Repository storage types (FREE SELF)

GitLab can be configured to use one or multiple repository storages. These storages can be:

In GitLab:

  • Repository storages are configured in:
    • /etc/gitlab/gitlab.rb by the git_data_dirs({}) configuration hash for Omnibus GitLab installations.
    • gitlab.yml by the repositories.storages key for installations from source.
  • The default repository storage is available in any installations that haven't customized it. By default, it points to a Gitaly node.

The repository storage types documented here apply to any repository storage defined in git_data_dirs({}) or repositories.storages.

Hashed storage

  • Introduced in GitLab 10.0.
  • Made the default for new installations in GitLab 12.0.
  • Enabled by default for new and renamed projects in GitLab 13.0.

Hashed storage stores projects on disk in a location based on a hash of the project's ID. Hashed storage is different to legacy storage where a project is stored based on:

  • The project's URL.
  • The folder structure where the repository is stored on disk.

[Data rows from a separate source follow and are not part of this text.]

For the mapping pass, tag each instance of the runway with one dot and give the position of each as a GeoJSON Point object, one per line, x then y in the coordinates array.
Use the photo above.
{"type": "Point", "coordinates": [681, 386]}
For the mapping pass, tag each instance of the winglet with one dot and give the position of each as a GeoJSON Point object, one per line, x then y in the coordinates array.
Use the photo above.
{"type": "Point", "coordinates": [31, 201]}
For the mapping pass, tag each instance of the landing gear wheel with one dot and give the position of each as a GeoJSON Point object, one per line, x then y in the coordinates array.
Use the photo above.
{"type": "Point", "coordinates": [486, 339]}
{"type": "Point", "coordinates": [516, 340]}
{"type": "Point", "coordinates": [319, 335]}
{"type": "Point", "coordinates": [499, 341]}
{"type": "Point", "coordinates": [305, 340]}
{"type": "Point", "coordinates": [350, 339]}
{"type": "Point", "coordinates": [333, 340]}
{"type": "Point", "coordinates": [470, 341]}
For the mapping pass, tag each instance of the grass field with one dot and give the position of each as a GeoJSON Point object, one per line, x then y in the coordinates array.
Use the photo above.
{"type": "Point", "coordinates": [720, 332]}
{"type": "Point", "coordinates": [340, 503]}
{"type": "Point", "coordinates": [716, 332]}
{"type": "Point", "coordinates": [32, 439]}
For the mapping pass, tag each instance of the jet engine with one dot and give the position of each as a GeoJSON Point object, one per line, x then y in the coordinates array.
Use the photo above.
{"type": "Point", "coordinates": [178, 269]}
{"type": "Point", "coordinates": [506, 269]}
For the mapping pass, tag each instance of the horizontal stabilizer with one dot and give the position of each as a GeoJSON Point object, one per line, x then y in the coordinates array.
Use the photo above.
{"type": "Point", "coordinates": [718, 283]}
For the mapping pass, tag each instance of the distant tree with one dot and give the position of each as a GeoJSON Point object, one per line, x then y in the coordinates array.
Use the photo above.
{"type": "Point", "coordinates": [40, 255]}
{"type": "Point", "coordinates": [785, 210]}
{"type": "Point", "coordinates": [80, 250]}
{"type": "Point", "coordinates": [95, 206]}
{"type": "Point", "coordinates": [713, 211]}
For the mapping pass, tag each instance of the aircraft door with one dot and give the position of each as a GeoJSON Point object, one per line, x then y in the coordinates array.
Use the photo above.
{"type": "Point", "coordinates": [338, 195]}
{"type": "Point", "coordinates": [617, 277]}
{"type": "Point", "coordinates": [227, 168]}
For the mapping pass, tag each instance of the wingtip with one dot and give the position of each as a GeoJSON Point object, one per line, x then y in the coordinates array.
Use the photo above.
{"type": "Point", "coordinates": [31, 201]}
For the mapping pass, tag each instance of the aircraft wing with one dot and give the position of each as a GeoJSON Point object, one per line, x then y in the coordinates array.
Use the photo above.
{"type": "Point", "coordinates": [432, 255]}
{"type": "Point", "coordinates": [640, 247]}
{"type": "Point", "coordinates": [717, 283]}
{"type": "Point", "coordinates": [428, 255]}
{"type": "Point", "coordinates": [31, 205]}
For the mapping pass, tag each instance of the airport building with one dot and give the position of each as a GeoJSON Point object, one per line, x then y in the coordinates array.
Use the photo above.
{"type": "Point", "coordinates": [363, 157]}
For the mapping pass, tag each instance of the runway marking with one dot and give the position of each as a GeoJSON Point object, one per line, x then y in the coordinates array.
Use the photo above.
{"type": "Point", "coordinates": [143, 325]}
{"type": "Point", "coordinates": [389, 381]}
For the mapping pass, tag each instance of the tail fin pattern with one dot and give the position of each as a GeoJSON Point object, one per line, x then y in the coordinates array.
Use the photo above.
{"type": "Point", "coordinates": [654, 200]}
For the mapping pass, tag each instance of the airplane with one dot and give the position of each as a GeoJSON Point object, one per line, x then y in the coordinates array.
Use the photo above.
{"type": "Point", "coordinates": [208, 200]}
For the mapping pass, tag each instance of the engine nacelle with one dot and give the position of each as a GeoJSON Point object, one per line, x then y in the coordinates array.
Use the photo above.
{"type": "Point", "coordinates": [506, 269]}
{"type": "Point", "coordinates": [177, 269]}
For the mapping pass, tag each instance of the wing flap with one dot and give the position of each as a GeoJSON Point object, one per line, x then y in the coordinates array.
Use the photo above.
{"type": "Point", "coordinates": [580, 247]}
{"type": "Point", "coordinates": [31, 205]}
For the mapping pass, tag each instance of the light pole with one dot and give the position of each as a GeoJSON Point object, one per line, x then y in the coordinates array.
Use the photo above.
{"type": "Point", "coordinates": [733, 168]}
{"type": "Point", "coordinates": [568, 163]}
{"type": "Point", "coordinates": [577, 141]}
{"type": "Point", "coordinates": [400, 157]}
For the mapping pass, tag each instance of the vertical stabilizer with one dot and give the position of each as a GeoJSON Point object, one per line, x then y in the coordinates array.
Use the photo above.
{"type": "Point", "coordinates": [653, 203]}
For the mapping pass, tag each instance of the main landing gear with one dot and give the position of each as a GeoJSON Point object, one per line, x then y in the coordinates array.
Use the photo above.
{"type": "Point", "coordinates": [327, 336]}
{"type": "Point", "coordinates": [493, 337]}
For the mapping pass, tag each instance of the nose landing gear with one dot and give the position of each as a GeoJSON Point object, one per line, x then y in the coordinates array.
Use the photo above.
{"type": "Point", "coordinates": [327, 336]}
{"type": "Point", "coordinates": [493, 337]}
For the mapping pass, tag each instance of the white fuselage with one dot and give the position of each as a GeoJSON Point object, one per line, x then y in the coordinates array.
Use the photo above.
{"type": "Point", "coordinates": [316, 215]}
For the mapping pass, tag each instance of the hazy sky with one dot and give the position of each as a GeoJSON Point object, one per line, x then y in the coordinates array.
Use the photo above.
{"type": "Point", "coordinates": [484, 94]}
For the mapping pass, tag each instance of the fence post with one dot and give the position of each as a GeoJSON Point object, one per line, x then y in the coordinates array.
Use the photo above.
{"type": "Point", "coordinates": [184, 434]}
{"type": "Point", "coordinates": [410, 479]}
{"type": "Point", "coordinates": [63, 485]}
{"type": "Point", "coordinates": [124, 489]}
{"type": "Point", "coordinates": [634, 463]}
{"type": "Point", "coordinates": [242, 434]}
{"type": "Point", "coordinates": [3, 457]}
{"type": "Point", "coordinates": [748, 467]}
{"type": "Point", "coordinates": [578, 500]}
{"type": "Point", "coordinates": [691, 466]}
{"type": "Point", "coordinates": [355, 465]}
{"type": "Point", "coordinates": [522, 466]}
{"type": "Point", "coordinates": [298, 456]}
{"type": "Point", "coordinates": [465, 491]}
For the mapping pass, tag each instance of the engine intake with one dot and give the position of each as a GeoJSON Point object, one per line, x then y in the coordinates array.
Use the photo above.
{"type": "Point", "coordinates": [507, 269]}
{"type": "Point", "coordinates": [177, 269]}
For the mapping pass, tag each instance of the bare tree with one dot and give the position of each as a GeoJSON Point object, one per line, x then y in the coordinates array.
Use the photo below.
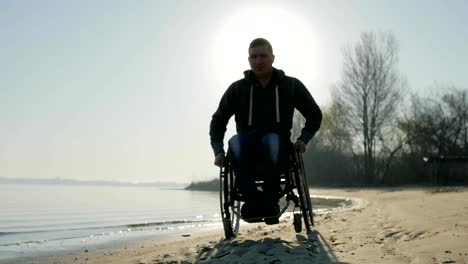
{"type": "Point", "coordinates": [369, 92]}
{"type": "Point", "coordinates": [438, 126]}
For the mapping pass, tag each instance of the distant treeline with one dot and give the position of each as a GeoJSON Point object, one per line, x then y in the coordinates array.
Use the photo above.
{"type": "Point", "coordinates": [376, 132]}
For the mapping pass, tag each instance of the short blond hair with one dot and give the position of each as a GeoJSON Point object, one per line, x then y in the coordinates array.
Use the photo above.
{"type": "Point", "coordinates": [261, 42]}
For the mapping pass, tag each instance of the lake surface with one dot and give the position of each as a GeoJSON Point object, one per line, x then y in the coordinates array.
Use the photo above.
{"type": "Point", "coordinates": [36, 219]}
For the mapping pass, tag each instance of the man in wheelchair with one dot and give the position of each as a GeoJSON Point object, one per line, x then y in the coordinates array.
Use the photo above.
{"type": "Point", "coordinates": [263, 104]}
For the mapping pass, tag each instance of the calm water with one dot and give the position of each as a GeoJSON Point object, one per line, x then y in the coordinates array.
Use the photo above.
{"type": "Point", "coordinates": [37, 219]}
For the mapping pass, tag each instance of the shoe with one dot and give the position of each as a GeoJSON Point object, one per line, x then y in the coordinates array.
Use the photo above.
{"type": "Point", "coordinates": [272, 221]}
{"type": "Point", "coordinates": [249, 210]}
{"type": "Point", "coordinates": [271, 214]}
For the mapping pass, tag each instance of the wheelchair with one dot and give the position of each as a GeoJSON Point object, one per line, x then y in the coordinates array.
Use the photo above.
{"type": "Point", "coordinates": [294, 187]}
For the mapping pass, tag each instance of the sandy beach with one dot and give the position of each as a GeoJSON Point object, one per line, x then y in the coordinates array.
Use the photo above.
{"type": "Point", "coordinates": [395, 225]}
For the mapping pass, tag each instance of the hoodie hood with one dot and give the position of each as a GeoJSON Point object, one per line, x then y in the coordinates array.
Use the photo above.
{"type": "Point", "coordinates": [277, 75]}
{"type": "Point", "coordinates": [249, 75]}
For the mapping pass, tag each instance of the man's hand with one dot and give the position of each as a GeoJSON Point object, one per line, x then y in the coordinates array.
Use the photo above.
{"type": "Point", "coordinates": [219, 160]}
{"type": "Point", "coordinates": [301, 147]}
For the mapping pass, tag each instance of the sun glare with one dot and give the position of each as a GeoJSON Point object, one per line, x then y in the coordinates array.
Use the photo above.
{"type": "Point", "coordinates": [291, 38]}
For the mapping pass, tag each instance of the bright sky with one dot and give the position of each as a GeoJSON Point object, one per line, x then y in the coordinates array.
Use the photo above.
{"type": "Point", "coordinates": [125, 90]}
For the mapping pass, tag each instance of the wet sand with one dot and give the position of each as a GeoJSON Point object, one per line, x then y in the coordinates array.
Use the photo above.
{"type": "Point", "coordinates": [412, 225]}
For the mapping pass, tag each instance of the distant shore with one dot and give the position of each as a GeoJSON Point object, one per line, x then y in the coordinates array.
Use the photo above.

This makes the folder structure immutable and eliminates the need to synchronize state from URLs to disk structure. This means that renaming a group, user, or project:

  • Costs only the database transaction.
  • Takes effect immediately.

The hash also helps spread the repositories more evenly on the disk. The top-level directory contains fewer folders than the total number of top-level namespaces.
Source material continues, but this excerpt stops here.